Disciplinary Hegemony Meets Interdisciplinary Ascendancy: Can Interdisciplinary/Integrative Studies Survive, and, If So, How?
This paper explores the increasing challenges and possible solutions to the sustainability of undergraduate interdisciplinary studies programs at public universities in North America. It analyzes the causes of the current trend that is threatening to undercut experimental and innovative programs in undergraduate interdisciplinary teaching and learning. It asks and seeks to answer why this threat is happening now, at a time of increased recognition of the value and significance of interdisciplinarity, a time when interdisciplinarity is in its ascendancy. It documents some key indicators of this ascendancy and explains why this growth poses a threat to the ideology of disciplinary hegemony. It points out that this threat is particularly acute: during times of declining state budgets for public higher education; when there is a rise of big science and the diminution of liberal arts; and when the politics of grant funding celebrates interdisciplinarity as a strategy for grant success.
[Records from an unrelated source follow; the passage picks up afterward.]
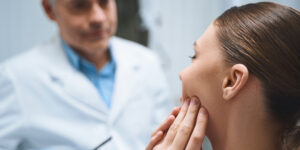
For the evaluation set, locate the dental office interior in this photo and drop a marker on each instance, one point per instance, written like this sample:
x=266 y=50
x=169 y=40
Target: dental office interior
x=168 y=27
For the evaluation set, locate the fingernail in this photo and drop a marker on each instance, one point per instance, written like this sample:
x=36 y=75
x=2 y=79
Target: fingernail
x=195 y=101
x=202 y=111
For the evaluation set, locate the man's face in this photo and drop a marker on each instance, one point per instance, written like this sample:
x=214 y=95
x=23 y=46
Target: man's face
x=86 y=25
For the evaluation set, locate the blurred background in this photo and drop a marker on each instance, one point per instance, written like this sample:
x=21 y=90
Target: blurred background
x=169 y=27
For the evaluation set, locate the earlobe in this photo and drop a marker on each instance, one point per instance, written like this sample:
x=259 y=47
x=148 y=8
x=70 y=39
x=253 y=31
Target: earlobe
x=48 y=8
x=234 y=81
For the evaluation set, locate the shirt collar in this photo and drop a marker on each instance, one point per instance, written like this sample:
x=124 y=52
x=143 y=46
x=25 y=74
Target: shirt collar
x=81 y=64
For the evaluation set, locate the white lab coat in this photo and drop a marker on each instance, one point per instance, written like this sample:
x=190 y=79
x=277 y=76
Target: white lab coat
x=46 y=104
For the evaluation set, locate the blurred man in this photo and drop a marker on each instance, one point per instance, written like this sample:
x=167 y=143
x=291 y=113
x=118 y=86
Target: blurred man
x=84 y=89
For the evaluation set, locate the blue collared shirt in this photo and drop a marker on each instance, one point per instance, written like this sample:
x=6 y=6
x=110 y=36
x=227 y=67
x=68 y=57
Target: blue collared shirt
x=103 y=80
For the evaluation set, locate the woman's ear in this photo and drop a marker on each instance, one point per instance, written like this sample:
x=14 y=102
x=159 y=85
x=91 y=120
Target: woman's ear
x=234 y=81
x=49 y=9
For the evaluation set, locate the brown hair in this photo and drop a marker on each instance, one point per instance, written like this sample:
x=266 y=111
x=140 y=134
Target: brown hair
x=266 y=38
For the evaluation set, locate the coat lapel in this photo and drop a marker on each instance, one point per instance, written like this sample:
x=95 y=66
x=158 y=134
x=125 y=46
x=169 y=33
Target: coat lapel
x=126 y=79
x=71 y=81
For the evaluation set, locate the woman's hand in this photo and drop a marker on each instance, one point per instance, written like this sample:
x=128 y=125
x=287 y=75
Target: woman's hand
x=187 y=131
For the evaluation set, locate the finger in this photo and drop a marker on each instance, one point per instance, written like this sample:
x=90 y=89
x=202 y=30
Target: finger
x=168 y=122
x=188 y=124
x=174 y=127
x=165 y=125
x=198 y=134
x=154 y=140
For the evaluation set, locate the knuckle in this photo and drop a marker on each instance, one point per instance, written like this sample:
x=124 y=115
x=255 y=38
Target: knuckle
x=174 y=127
x=197 y=138
x=201 y=120
x=185 y=129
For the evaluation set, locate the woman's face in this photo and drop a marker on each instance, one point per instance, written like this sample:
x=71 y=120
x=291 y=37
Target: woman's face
x=204 y=77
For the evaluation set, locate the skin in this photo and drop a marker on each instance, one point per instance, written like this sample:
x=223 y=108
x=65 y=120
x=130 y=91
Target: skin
x=86 y=25
x=233 y=98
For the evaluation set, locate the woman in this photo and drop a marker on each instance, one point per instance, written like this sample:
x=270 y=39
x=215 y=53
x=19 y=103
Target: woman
x=246 y=73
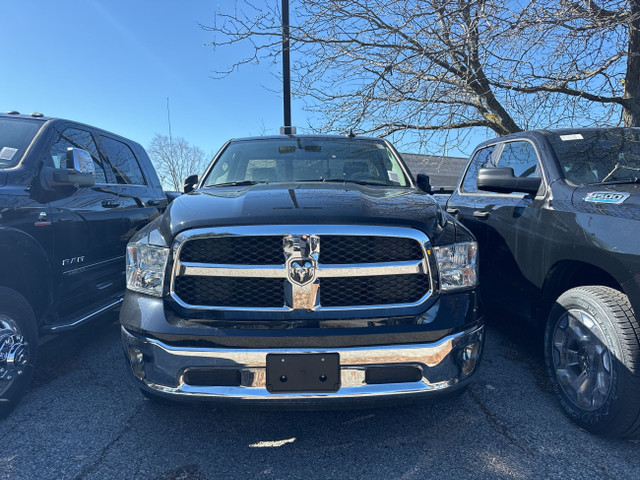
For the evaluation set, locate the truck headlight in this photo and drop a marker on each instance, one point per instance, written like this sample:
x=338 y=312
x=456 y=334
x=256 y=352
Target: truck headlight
x=145 y=267
x=457 y=265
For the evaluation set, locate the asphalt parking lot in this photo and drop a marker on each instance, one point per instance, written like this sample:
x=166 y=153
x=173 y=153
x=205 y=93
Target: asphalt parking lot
x=83 y=419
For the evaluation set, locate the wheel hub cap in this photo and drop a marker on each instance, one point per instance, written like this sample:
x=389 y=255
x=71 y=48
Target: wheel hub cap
x=581 y=360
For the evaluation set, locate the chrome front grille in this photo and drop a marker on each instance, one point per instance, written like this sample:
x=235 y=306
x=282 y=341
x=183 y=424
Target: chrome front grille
x=309 y=267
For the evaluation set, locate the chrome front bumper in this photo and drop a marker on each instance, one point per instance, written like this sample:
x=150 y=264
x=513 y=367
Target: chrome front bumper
x=445 y=366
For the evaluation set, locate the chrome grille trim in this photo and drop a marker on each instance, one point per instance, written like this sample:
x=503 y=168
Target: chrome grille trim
x=193 y=269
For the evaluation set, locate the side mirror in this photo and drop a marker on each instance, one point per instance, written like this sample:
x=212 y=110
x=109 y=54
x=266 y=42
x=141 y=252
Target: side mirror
x=80 y=171
x=189 y=183
x=503 y=180
x=424 y=183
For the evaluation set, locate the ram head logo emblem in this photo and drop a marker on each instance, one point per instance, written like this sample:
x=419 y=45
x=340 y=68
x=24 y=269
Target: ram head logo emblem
x=302 y=271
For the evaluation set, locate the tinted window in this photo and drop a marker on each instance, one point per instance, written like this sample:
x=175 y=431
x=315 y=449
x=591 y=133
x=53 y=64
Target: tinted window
x=592 y=156
x=308 y=159
x=15 y=136
x=521 y=156
x=123 y=161
x=75 y=138
x=484 y=158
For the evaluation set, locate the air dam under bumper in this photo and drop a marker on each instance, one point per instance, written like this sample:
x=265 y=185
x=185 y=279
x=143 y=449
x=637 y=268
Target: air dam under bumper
x=366 y=373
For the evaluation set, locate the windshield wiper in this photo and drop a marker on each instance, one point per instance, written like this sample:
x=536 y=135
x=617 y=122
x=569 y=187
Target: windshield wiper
x=239 y=183
x=343 y=180
x=620 y=181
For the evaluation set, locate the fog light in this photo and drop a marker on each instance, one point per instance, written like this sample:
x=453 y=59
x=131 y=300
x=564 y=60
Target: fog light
x=469 y=358
x=136 y=359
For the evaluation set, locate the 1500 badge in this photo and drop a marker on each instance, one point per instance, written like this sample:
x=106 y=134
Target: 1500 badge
x=72 y=261
x=606 y=197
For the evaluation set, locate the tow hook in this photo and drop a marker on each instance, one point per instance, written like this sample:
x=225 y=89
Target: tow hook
x=14 y=354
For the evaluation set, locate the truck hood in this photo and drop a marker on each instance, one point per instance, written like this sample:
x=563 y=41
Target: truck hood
x=619 y=200
x=305 y=203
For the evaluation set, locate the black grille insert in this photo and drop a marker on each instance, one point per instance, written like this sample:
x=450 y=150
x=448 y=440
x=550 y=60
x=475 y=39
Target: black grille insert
x=345 y=249
x=374 y=290
x=258 y=250
x=230 y=291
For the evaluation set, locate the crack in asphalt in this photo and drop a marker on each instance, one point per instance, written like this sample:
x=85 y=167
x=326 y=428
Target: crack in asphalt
x=105 y=450
x=500 y=426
The paper concludes by identifying strategies to combat these challenges to interdisciplinary undergraduate education. In particular, it describes the tactics of resistance deployed against the politics and practice that threaten merger, downsizing or actual closure of IDS programs. Finally, the paper suggests the development of a dialogue on policy to both inform and to provide a resource base for those programs facing similar challenges in the future.
Henry, Stuart. "Disciplinary hegemony meets interdisciplinary ascendancy: Can interdisciplinary/integrative studies survive, and, if so, how." Issues in integrative studies 23 (2005): 1-37.